И в том нет ничего удивительного. Было бы удивительно, если бы дело обстояло иначе. Как совершенно справедливо писал К. Маркс,
«общественная жизнь является по существу практической»[77].
Это означает, в частности, что общество вправе требовать от своих членов, чтобы они приносили пользу. Иная жизненная стратегия воспринимается общественным сознанием как неоправданная трата ресурсов, а то и как паразитирование.
И лишь одна наука устроена принципиально иначе.
Исторически наука возникла в античной Греции как интеллектуальная игра, смысл которой – не в практической полезности, а в том, что выше всякой пользы, – в истине, точнее, в ее достижении. Египетские жрецы сумели выведать некоторые тайны природы, но не для того, чтобы наслаждаться созерцанием добытой истины, а с вполне практическими целями – определять срок разлива Нила, строить храмы, мумифицировать трупы и т. п. А. П. Огурцов, определяя тот тип знания, который был создан великими древними цивилизациями, вполне правомерно относил их к сакрально-когнитивному комплексу[78], который образует преднауку, а не науку собственно.
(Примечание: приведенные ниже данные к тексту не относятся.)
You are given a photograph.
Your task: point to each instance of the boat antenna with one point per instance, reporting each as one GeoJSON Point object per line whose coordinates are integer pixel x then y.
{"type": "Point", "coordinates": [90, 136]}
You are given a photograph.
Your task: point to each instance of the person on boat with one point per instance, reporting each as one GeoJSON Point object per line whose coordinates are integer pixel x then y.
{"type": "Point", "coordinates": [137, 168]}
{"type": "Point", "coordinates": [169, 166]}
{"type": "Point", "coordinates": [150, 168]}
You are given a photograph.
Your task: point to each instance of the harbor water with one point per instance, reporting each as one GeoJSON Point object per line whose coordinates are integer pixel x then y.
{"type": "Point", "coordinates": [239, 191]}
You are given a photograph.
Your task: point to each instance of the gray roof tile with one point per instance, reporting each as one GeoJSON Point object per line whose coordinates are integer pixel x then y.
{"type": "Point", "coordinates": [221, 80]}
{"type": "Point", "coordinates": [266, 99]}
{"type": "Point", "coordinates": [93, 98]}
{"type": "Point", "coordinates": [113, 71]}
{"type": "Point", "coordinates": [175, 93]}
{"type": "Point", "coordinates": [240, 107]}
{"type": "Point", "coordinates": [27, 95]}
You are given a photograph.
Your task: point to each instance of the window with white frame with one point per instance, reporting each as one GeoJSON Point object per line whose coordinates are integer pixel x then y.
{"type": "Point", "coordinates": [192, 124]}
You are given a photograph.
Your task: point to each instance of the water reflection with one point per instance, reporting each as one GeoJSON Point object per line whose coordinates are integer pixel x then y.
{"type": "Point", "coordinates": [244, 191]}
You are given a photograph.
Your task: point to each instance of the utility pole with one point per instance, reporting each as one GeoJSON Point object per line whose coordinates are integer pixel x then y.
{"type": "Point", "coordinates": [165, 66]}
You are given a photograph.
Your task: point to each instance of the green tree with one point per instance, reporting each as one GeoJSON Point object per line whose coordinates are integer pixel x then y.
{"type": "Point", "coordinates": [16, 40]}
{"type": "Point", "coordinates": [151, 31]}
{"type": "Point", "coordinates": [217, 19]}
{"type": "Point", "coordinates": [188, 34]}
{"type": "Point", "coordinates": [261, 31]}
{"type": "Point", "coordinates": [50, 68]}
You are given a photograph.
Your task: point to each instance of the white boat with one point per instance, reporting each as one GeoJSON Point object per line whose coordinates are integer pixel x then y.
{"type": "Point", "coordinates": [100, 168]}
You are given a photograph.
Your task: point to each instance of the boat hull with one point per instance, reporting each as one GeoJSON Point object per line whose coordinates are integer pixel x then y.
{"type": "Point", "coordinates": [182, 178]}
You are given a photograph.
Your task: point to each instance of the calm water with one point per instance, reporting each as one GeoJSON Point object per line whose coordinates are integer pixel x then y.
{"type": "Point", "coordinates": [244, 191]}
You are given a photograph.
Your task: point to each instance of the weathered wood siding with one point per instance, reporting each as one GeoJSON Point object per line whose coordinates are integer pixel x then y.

Усвоив интеллектуальные достижения своих предшественников, обеспеченные представители античной аристократии отринули утилитарную, прагматическую ориентацию добытых позитивных знаний, освободили их от какой-либо привязки к пользе, ибо видели назначение своей деятельности в том, чтобы возвыситься над плебсом, погруженным в повседневную заботу о хлебе насущном. Нужны были какие-то чрезвычайные обстоятельства (вроде осады Сиракуз в 214–212 гг. до н. э.), чтобы античные мыслители соблаговолили сойти с небесных высот теории на грешную землю практики.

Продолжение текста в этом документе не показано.